Fase 2, la più rischiosa

Dalla settimana prossima si dovrebbe passare alla seconda tappa del processo di controllo dell’epidemia. Molto più delicata della prima

Non sono un virologo né un infettivologo, lo sottolineo a costo di dire ovvietà per premettere che le righe che seguiranno non pretendono di apparire autorevoli. Anzi, a dire il vero esse non hanno proprio alcuna pretesa, salvo una: quella di esortare alla prudenza. Sono infatti i giorni, questi, nei quali sulla bocca di tutti c’è una cosa soltanto: la Fase 2, quella della «convivenza con il virus». I bene informati affermano che tra giovedì e venerdì dovrebbe essere varato il Dpcm che entrerà in vigore il 14 aprile. Esso dovrebbe stabilire una l’ulteriore proroga dei divieti ma con un parziale allentamento della stretta; inaugurando così la Fase 2, appunto.

Si tratterà di un passaggio – di qui il senso di questo breve scritto – di estrema delicatezza. Per tante ragioni. In primo luogo perché, se come Paese non adotteremo tutte le precauzioni, vanificheremo i sacrifici finora sostenuti e gli effetti del lockdown, i cui benefici (in termini di migliaia di vite umane salvate) sono chiarissimi, salvo che non si voglia smentire non il sottoscritto ma l’Imperial College di Londra (cfr. AA.VV. (2020) Estimating the number of infections and the impact of nonpharmaceutical interventions on COVID-19 in 11 European countries). Un secondo motivo per cui è doveroso essere prudenti riguarda il rischio di una seconda ondata, che ai tempi della Spagnola fu molto più letale della prima.

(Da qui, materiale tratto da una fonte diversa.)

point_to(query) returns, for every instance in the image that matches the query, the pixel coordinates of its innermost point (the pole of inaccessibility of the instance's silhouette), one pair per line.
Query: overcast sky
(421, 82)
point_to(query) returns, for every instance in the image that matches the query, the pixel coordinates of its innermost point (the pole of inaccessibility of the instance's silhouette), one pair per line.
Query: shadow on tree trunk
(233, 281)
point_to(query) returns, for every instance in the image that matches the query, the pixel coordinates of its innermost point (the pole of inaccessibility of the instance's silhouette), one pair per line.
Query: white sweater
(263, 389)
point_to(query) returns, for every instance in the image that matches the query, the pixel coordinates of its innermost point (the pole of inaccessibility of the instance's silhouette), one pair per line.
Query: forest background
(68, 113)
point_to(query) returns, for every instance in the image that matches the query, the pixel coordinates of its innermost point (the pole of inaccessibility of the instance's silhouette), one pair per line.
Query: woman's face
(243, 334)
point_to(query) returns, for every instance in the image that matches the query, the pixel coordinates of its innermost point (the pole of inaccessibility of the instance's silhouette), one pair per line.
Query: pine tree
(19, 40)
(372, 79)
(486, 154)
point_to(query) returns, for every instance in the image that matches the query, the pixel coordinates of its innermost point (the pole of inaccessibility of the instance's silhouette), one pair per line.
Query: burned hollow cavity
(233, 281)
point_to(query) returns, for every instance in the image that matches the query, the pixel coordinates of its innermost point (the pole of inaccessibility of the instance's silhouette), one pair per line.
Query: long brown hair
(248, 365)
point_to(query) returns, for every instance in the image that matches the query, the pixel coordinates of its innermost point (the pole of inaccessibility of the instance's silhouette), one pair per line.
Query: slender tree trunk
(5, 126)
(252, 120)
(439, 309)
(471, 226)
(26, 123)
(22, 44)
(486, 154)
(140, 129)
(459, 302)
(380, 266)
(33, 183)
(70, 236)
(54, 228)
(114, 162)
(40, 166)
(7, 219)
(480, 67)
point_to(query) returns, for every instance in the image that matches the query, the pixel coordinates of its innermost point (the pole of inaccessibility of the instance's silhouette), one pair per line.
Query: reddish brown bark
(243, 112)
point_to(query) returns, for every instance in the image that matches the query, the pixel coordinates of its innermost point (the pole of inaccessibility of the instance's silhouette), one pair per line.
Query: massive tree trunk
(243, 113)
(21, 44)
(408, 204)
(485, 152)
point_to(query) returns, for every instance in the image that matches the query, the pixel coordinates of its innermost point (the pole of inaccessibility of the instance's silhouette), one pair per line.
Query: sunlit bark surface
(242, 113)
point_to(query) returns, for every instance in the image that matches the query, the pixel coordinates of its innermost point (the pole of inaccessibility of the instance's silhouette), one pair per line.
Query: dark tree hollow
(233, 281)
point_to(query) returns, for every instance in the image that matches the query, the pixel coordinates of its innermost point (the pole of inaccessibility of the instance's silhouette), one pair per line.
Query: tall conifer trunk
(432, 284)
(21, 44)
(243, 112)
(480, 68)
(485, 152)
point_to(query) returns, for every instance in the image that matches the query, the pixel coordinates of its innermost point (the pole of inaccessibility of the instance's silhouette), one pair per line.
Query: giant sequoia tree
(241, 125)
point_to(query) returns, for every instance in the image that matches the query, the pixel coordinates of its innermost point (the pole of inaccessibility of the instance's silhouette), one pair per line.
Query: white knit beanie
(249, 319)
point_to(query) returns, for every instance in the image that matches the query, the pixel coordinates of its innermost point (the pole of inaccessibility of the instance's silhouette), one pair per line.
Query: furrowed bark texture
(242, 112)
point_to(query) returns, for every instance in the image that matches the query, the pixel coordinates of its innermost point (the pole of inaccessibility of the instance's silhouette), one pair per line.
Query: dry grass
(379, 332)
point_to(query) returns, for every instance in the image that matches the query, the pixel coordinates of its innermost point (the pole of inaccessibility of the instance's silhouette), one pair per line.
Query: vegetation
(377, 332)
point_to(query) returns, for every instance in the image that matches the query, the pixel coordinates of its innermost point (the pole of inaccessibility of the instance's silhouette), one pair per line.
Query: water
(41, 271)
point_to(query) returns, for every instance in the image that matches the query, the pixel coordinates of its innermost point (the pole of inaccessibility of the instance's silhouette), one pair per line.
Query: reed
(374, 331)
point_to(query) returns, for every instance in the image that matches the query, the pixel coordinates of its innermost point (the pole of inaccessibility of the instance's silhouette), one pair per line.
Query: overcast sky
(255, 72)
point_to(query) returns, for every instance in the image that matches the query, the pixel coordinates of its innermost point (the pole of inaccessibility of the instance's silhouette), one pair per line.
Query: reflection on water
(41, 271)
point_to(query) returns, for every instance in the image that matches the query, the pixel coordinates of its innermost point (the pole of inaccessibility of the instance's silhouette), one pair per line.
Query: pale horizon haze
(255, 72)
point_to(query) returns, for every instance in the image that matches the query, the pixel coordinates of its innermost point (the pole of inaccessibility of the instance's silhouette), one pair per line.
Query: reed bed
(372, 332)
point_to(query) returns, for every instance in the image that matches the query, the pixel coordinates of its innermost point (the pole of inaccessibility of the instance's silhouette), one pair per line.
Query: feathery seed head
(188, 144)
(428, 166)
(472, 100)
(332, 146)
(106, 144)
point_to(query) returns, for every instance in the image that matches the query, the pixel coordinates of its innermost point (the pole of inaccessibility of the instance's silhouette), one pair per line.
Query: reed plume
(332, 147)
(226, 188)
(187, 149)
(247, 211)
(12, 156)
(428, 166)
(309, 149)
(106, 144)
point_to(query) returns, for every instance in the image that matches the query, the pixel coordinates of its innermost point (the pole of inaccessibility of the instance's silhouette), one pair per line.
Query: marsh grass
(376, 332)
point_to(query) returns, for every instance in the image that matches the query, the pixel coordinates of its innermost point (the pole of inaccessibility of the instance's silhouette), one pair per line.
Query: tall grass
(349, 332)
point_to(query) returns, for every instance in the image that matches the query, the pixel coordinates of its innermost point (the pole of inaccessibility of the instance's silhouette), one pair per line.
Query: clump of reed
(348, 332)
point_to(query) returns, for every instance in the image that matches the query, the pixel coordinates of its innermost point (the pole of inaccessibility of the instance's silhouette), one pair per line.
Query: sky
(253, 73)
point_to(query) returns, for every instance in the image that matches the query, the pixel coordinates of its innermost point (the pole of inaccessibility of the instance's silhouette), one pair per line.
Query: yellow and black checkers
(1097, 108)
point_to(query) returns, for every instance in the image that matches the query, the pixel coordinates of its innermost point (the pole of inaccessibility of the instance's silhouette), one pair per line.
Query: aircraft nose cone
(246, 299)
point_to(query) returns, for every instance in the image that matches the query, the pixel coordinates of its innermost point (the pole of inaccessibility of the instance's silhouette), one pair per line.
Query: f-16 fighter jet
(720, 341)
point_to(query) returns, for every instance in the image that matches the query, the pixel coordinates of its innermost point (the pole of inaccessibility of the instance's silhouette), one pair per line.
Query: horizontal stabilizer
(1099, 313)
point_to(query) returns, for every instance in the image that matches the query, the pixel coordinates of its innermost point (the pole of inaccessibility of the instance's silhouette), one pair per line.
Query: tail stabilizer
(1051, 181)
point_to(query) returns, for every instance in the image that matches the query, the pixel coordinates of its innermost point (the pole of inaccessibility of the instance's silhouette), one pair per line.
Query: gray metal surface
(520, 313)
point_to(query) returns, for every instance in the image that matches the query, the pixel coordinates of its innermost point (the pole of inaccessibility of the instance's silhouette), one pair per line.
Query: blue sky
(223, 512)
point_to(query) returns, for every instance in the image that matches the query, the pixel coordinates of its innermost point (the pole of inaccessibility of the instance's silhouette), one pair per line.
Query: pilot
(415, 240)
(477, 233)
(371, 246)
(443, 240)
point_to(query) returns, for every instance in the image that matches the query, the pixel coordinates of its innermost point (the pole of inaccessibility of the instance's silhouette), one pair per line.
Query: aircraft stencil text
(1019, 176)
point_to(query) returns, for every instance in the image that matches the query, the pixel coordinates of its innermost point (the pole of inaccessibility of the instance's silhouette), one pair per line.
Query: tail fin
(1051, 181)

Una terza ottima ragione, collegata alla precedenti, per cui la Fase 2 andrà vissuta con rigore (leggi: sì mascherine, occhio agli assembramenti) riguarda il fatto che, se essa fallirà, si sarà costretti a tornare indietro, con ulteriori e stavolta tombali sacrifici per milioni di italiani. Tutto questo per dire, molto semplicemente, se una volta che abbandoneremo la Fase 1 non ci sarà proprio nulla da festeggiare né alcunché per cui ritenersi al sicuro dal contagio, ma solo tantissimo cui prestare attenzione. Perché, non fosse ancora chiaro, non ne va soltanto di una strategia sanitaria; ne va del futuro di un Paese e della sua possibilità, della nostra possibilità di raggiungere la Fase 3, quella cioè di un reale ritorno alla normalità. Quella vera, per quanto possibile.